George having related his exploits as champion and martyr, of course Harry had to unbosom himself to his brother, and lay before his elder an account of his private affairs. He gave up all the family of Castlewood — my lord, not for getting the better of him at play; for Harry was a sporting man, and expected to pay when he lost, and receive when he won; but for refusing to aid the chaplain in his necessity, and dismissing him with such false and heartless pretexts. About Mr. Will he had made up his mind, after the horse-dealing matter, and freely marked his sense of the latter’s conduct upon Mr. Will’s eyes and nose. Respecting the Countess and Lady Fanny, Harry spoke in a manner more guarded, but not very favourable. He had heard all sorts of stories about them. The Countess was a card-playing old cat; Lady Fanny was a desperate flirt. Who told him? Well, he had heard the stories from a person who knew them both very well indeed. In fact, in those days of confidence, of which we made mention in the last volume, Maria had freely imparted to her cousin a number of anecdotes respecting her stepmother and her half-sister, which were by no means in favour of those ladies.
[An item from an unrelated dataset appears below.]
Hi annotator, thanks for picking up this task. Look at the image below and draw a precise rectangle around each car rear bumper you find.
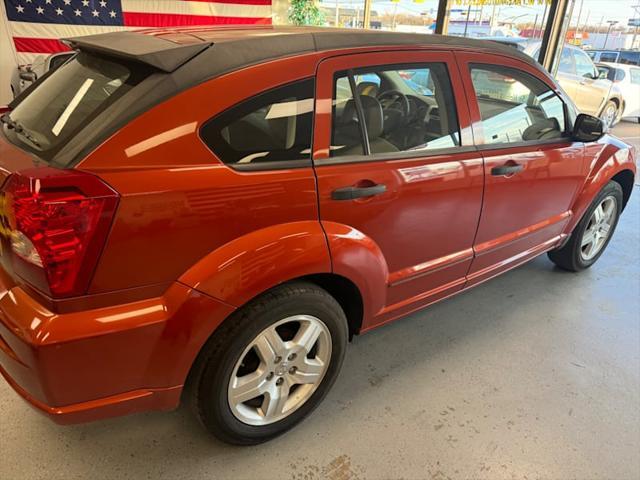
[0,271,233,424]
But in respect to Lady Maria herself, the young man was staunch and hearty. “It may be imprudent: I don’t say no, George. I may be a fool: I think I am. I know there will be a dreadful piece of work at home, and that Madam and she will fight. Well! we must live apart. Our estate is big enough to live on without quarrelling, and I can go elsewhere than to Richmond or Castlewood. When you come to the property, you’ll give me a bit — at any rate, Madam will let me off at an easy rent — or I’ll make a famous farmer or factor. I can’t and won’t part from Maria. She has acted so nobly by me, that I should be a rascal to turn my back on her. Think of her bringing me every jewel she had in the world, dear brave creature! and flinging them into my lap with her last guineas — and — and — God bless her!” Here Harry dashed his sleeve across his eyes, with a stamp of his foot, and said, “No, brother, I won’t part with her — not to be made Governor of Virginia tomorrow; and my dearest old George would never advise me to do so, I know that.”
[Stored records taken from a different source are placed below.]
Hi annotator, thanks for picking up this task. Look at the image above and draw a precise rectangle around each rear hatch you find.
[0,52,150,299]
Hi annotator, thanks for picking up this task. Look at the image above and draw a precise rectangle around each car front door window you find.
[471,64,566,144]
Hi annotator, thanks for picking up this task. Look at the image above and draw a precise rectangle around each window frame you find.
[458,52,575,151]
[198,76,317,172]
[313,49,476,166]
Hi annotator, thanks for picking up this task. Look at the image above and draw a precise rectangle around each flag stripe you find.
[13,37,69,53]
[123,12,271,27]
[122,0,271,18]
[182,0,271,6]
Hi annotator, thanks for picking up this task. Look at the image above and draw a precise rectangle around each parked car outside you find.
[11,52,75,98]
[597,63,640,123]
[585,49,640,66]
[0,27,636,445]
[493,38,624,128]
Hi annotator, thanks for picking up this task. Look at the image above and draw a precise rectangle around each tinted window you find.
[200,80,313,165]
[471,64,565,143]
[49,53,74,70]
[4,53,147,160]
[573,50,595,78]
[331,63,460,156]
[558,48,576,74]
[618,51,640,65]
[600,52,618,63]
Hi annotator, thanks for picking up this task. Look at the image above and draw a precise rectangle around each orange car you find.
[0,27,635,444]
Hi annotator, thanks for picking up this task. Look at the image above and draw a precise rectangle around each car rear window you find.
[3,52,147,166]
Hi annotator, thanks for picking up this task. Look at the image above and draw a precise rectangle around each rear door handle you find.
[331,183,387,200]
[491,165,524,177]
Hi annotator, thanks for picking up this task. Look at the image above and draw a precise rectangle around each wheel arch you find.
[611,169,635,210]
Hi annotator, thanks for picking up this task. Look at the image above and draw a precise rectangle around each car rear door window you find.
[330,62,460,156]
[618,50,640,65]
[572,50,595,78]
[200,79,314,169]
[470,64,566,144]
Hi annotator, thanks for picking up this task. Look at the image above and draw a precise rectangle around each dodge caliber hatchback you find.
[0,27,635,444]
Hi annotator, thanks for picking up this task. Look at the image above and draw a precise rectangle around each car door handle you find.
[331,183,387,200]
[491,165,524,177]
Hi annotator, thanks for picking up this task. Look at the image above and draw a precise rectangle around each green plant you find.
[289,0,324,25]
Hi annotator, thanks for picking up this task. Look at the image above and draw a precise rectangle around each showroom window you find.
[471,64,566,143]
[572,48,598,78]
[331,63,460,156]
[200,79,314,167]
“I am sent here to advise you,” George replied. “I am sent to break the marriage off, if I can: and a more unhappy one I can’t imagine. But I can’t counsel you to break your word, my boy.”

“I knew you couldn’t! What’s said is said, George. I have made my bed, and must lie on it,” says Mr. Harry, gloomily.

Such had been the settlement between our two young worthies, when they first talked over Mr. Harry’s love affair. But after George’s conversation with his aunt, and the further knowledge of his family, which he acquired through the information of that keen old woman of the world, Mr. Warrington, who was naturally of a sceptical turn, began to doubt about Lady Maria, as well as regarding her brothers and sister, and looked at Harry’s engagement with increased distrust and alarm. Was it for his wealth that Maria wanted Harry? Was it his handsome young person that she longed after? Were those stories true which Aunt Bernstein had told of her? Certainly he could not advise Harry to break his word; but he might cast about in his mind for some scheme for putting Maria’s affection to the trial; and his ensuing conduct, which appeared not very amiable, I suppose resulted from this deliberation.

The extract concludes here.